You're not the only person who's feeling (or has felt) depressed or anxious after bringing their pooch home, and talking to others who've weathered this stage will help.
Socialization is also an important part of your puppy or dogs' learning curve.
And no, I don't mean a psychologist!
Enrolling Fido in classes with a professional dog trainer, or even having a trainer come to your home for some one-on-one evaluation and training, can give your confidence a big boost.
It's also excellent socialization for your little guy/gal.
You can also talk things over with your veterinarian.
Puppies need regular vet checks and preventative care during the first few months and these appointments are the perfect time to ask questions or get input on anything that concerns you.
When your puppy or dog is getting exercise, that often means you're getting it too.
Exercise is a great way to release those 'feel good' endorphins in both you and your new four legged friend, so it should be part of every day's activities.
Obviously the amount and type of exercise your pooch needs depends a lot on his age, size, breed and health, but most dogs can take daily walks, play low-impact games and work on obedience commands.
Mental stimulation is also important.
Playing with interactive toys, learning new commands, playing games such as hide-and-seek and taking part in flyball, dog agility or similar activities are all beneficial.
There's a lot of truth to the saying that 'a tired puppy is a good puppy'.... and a good puppy is less likely to cause their owner to feel overwhelmed and stressed.
In the busy day-to-day of life, it's easy to lose sight of the big picture.
Being tired, overwhelmed or stressed doesn't help.
So, from time to time it pays to look back a little and see how far you (and Fido) have come.
That little puppy who couldn't hold his bladder for more than thirty minutes?
Now, he's spending two hours in his crate without an accident.
The pup or dog who hid under the table for hours, or refused to eat for the entire first day?
Now he runs around the house like a crazy thing and gobbles up every meal.
You both deserve some praise for the progress you've made. Treat yourselves :)
Taking care of a puppy is very labor and time intensive, and it can exhausting and overwhelming sometimes... that alone can lead to the puppy blues.
Give yourself a break by asking a friend or relative to puppy-sit for you one night a week or on a weekend day, so that you can get some time off from your responsibilities.

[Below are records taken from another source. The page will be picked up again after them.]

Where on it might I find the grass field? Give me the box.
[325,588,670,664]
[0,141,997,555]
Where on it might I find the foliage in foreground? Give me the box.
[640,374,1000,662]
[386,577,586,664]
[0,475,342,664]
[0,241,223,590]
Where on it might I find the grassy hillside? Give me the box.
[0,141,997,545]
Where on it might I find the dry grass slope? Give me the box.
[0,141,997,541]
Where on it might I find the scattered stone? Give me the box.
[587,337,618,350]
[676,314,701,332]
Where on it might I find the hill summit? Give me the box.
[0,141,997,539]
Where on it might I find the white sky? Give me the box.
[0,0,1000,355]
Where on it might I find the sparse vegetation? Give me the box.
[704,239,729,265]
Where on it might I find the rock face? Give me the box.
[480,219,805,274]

There are also many qualified and professional dog sitters in most areas who can be employed to take care of Fido now and then if you don't have dog friendly family or friends close by.
Getting a little time to regroup and refresh can put everything back into perspective, and when you get home to that happy, dancing little furball who is SO happy to see you, it's difficult to feel sad or upset.
If you're suffering from puppy depression I hope this page has given you some comfort and inspiration... and helped you to understand that this is a common problem and passes given time.
Your relationship with your puppy or dog is always evolving and growing, and given time it will become something that you treasure and remember for a lifetime.